Algorithm Description

The prediction algorithm takes into consideration site-specific conditions. These include network segment, client computer capability, DICOM application software, load on the PACS, and specific file parameters of a clinical study. All of these factors affect the transfer rate of images to a workstation. Network segment affects the speed of transfer depending upon bandwidth. In addition, the file may pass through any combination of firewall, switch, or hub. Computer capability determines the speed at which our DICOM client software could receive and store images locally. The DICOM headers had to be analyzed and the metadata stored as a record on a local database. Application software affects transfer speed by choice of database and processing algorithms. Load on the PACS reflects the capability of the PACS hardware and software to send multiple studies at the same time. There may be limitations on throughput due to network card, buffer or thread implementation, server memory, and processing power. Clinical study specifics include modality, number of images or slices, and compression. CR studies have a few large images, which means that transfer rates are dominated by the number of bytes to be transferred. In contrast, MR images are small (256 × 256), but in tens if not hundreds of images, which means a greater percentage of time is spent on header processing and DICOM file transmission overhead.

Data

A log from the PACS Server was generated from the simulation requesting 131 studies from five workstations over a 40-minute interval beginning at 46,000 seconds (12:47 p.m.) to 48,500 seconds (1:28 p.m.). The analysis of this log is presented in this section.

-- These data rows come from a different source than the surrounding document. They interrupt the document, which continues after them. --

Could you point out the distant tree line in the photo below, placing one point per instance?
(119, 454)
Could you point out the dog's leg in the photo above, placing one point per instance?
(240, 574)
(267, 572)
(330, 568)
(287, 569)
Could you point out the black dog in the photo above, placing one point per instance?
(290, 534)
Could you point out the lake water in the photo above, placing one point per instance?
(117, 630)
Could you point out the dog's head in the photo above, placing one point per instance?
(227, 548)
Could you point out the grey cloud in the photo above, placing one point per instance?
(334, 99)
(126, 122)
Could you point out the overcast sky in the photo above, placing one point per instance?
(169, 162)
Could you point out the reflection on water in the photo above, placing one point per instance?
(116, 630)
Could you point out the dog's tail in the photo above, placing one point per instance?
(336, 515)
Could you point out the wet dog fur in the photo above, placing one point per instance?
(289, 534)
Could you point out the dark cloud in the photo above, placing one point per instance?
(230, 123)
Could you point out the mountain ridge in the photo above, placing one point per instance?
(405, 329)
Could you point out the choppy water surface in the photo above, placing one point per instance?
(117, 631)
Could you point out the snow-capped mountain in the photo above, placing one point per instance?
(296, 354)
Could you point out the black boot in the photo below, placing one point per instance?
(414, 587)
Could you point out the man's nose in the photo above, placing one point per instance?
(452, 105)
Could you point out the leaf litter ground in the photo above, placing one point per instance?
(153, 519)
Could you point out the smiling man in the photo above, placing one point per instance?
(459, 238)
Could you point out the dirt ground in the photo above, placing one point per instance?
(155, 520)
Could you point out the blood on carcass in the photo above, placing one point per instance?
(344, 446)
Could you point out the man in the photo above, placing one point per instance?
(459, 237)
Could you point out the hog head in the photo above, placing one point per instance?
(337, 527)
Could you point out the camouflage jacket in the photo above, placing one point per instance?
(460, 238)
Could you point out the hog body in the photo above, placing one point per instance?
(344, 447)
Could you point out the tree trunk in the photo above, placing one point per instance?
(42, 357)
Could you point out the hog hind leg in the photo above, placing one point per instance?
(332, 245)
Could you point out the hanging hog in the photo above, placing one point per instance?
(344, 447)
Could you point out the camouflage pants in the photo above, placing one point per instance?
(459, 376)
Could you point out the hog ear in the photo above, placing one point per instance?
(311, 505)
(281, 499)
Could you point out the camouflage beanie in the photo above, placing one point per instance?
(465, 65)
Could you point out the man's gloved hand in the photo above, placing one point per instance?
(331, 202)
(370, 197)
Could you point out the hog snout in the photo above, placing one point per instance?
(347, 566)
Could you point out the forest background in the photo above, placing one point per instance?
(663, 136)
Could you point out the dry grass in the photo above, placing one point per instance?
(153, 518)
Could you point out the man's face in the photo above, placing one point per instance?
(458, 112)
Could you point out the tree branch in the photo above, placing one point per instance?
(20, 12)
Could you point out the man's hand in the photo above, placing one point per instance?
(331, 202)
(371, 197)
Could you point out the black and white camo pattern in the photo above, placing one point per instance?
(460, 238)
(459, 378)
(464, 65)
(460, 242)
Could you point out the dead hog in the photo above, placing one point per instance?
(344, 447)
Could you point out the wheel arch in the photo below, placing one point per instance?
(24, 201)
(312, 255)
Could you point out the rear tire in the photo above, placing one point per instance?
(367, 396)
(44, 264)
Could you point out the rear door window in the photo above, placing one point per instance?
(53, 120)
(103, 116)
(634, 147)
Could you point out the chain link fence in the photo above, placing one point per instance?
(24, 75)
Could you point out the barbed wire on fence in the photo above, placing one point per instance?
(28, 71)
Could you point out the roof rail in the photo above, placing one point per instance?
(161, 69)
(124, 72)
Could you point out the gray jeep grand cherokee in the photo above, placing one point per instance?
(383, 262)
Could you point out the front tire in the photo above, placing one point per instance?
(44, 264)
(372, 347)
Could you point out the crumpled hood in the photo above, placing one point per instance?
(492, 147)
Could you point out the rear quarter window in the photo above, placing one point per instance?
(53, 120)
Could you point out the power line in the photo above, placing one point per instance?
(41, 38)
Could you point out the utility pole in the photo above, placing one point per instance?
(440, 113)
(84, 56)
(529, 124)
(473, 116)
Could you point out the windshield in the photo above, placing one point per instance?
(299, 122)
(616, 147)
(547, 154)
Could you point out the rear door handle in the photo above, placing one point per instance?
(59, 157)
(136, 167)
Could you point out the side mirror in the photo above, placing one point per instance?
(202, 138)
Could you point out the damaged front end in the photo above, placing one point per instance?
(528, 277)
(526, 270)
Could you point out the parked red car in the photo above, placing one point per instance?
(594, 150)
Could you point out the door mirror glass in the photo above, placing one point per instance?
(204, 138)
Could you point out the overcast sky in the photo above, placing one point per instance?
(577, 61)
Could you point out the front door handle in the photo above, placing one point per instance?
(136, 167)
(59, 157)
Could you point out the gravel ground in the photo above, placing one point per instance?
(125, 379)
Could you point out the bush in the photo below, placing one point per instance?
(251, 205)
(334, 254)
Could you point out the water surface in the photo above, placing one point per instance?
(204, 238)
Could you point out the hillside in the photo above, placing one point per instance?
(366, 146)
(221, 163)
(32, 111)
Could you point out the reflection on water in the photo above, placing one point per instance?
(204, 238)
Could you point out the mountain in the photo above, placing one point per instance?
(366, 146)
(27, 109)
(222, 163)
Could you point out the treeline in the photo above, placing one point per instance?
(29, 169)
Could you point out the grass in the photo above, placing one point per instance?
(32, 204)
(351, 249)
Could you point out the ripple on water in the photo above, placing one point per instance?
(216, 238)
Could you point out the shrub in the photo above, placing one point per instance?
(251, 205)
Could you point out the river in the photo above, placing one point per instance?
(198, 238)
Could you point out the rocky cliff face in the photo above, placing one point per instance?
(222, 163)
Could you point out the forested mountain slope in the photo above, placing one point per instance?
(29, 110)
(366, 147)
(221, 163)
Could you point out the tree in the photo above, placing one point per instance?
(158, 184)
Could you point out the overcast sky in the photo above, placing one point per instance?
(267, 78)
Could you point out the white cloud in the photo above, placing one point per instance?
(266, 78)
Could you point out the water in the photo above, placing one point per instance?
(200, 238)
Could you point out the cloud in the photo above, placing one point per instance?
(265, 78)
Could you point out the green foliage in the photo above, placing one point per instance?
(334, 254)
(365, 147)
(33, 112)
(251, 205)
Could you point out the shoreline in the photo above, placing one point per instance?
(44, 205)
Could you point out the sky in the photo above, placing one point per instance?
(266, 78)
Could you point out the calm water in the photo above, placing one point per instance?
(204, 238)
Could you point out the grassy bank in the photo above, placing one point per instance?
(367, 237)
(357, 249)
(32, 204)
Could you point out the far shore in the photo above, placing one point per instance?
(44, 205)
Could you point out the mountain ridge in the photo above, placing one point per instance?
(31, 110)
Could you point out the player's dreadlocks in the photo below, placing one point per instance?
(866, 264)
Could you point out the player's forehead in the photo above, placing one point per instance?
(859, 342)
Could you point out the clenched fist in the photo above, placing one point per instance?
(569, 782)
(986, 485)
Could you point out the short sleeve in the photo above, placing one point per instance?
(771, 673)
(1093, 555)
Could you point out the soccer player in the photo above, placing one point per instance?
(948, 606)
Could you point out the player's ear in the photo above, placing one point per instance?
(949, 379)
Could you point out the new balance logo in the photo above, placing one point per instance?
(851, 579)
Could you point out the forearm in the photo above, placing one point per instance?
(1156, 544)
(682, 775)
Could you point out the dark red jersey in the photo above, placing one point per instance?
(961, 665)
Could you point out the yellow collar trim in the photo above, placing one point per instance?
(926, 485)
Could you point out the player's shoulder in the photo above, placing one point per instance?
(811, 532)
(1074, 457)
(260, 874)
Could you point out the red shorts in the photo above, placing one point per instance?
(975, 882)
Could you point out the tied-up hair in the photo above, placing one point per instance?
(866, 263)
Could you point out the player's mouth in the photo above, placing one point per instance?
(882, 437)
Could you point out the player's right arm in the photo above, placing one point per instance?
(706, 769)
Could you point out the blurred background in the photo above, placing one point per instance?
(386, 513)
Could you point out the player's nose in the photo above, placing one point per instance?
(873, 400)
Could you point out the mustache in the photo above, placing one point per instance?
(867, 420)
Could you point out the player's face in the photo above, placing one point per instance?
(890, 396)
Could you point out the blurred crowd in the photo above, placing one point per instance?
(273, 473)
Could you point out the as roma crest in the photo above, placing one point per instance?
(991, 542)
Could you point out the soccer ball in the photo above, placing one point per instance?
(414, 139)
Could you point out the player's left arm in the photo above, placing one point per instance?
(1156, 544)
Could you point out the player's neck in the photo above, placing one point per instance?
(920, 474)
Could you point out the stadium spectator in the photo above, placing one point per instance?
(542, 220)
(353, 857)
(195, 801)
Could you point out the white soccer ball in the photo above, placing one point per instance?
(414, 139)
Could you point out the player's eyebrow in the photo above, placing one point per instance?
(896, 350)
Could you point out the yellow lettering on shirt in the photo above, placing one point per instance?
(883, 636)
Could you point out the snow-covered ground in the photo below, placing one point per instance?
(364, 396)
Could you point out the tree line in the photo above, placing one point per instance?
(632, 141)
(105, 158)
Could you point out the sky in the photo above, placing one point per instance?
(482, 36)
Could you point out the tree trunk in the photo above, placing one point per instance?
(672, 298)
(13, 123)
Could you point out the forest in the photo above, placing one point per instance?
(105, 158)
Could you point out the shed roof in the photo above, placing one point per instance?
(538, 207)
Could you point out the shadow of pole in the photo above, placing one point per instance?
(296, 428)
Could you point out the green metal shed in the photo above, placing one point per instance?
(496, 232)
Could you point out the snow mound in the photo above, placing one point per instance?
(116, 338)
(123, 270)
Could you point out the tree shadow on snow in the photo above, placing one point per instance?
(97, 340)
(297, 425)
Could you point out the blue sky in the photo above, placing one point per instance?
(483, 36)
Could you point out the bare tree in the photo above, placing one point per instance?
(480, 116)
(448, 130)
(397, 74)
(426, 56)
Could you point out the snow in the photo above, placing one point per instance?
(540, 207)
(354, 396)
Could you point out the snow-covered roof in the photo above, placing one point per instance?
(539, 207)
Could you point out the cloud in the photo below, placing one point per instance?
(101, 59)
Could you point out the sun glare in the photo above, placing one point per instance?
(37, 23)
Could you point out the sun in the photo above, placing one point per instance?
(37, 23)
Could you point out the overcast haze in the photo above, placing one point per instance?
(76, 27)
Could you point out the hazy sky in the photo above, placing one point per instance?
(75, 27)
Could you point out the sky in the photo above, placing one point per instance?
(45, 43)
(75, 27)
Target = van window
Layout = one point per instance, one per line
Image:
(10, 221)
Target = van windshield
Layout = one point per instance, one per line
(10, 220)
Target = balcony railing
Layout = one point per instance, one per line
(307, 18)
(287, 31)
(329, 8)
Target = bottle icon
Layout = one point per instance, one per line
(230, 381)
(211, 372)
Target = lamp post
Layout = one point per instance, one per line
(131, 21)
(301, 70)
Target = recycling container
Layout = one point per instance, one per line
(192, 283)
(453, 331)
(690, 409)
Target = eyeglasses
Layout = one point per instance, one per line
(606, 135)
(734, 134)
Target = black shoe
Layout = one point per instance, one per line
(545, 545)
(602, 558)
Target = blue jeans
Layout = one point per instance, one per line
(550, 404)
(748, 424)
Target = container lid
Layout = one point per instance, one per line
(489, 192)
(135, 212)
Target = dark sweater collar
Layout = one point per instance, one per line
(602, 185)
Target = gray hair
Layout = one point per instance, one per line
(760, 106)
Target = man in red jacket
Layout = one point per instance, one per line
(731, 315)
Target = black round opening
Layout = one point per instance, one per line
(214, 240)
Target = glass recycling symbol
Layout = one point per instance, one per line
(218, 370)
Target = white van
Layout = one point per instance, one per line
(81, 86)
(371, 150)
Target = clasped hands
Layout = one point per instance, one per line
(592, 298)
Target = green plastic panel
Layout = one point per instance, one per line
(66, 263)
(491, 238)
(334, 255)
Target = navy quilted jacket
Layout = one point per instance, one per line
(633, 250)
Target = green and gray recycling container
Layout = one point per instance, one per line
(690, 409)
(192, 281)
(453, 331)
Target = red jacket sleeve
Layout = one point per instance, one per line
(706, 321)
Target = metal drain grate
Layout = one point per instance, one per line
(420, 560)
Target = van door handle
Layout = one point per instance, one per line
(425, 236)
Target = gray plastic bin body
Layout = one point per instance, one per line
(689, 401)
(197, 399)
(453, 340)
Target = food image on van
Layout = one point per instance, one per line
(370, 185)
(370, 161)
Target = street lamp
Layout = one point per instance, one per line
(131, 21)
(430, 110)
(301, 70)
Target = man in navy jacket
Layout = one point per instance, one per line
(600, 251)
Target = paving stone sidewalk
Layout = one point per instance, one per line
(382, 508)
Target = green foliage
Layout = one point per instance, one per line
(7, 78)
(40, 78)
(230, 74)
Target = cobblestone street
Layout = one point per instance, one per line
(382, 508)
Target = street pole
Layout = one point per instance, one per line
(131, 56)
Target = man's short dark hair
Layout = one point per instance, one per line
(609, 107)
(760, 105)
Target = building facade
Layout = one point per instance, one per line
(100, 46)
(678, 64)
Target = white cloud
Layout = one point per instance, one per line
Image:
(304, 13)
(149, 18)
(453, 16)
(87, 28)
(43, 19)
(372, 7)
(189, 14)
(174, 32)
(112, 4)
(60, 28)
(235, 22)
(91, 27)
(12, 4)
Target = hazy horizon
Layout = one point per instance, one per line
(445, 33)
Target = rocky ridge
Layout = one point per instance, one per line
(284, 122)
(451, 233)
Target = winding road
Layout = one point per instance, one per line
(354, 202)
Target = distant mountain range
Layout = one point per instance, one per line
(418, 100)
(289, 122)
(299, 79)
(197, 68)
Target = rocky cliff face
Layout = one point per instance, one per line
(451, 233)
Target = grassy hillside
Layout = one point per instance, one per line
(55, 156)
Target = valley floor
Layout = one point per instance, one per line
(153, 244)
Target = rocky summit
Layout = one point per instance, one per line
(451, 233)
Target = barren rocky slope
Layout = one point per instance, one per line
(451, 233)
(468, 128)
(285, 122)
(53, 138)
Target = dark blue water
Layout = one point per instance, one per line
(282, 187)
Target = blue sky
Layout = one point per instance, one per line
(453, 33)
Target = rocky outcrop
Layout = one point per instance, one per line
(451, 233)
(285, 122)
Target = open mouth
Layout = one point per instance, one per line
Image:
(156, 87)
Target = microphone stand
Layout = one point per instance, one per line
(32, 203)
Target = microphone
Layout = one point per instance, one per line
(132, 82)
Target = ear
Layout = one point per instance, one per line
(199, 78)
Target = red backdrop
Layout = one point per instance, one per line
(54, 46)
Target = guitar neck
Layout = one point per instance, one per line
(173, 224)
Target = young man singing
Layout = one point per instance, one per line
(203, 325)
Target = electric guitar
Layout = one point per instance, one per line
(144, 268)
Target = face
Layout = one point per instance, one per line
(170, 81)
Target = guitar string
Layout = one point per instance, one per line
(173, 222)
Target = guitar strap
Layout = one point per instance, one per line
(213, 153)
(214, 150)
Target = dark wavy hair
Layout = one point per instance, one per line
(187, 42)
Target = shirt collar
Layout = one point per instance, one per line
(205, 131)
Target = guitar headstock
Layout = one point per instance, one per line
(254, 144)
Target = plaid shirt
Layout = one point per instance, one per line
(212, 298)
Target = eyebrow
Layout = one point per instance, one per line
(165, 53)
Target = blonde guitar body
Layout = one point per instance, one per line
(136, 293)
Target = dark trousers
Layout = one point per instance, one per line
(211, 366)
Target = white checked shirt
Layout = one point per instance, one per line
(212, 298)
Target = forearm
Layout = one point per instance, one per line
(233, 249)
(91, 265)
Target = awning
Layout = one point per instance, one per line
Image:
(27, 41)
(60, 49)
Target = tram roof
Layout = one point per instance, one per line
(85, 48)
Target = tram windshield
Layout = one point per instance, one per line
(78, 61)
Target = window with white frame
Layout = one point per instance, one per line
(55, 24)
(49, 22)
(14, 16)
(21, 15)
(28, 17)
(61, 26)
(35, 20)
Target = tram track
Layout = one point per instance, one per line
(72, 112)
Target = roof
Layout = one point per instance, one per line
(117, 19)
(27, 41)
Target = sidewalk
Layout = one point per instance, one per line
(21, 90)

A 400-second interval from the total 2,500-second simulation is shown in Figure 1, graphically illustrating the sequence of studies transferred for the five clients. The horizontal axis is expressed in seconds for that day (e.g., interval starts at 1:07:30 p.m.). The time to transfer a study consists of a delay in the start of transmission (i.e., sitting in queue) and the actual send (transmitting) time. The chronology of the first 13 studies in this figure is explained, beginning from the bottom. Client1 and Client2 already have a study transfer in progress at time 47250, which is why no delay time is evident. Client1 then makes three additional requests within a 16-second period beginning at time 47251. The next request by Client1 takes place at 47501 seconds. Client2 makes a single request at 47283 seconds. Six minutes later, Client2 requests a set of six studies. The 14th to 26th study represents the studies requested by Client3, Client4, and Client5.

Fig 1.

Fig 1

Sequence of study transfers over 400 s.

The remainder of this section consists of descriptive statistics from this simulation. Performance characteristics of each workstation are contained in Workstation Performance section. Workstation and the Impact of Modality describes the impact of modality upon workstation performance. The reader should note that 13 of the 26 delays in the interval shown in Figure 1 resulted from a queue backlog that is discussed in Backlog in Queues.

Workstation Performance

The differences in transfer rates to each workstation reflect a number of parameters important for a delivery time prediction algorithm. These include the computer components of the workstation, network segment, and application software. Table 3 provides average performance for each client showing relative differences between the workstations without regard to modality (see Workstation and the Impact of Modality). The standard deviation is shown in brackets for each value.

Table 3.

Transfer Rates by Workstation Destination (Standard Deviations in Brackets)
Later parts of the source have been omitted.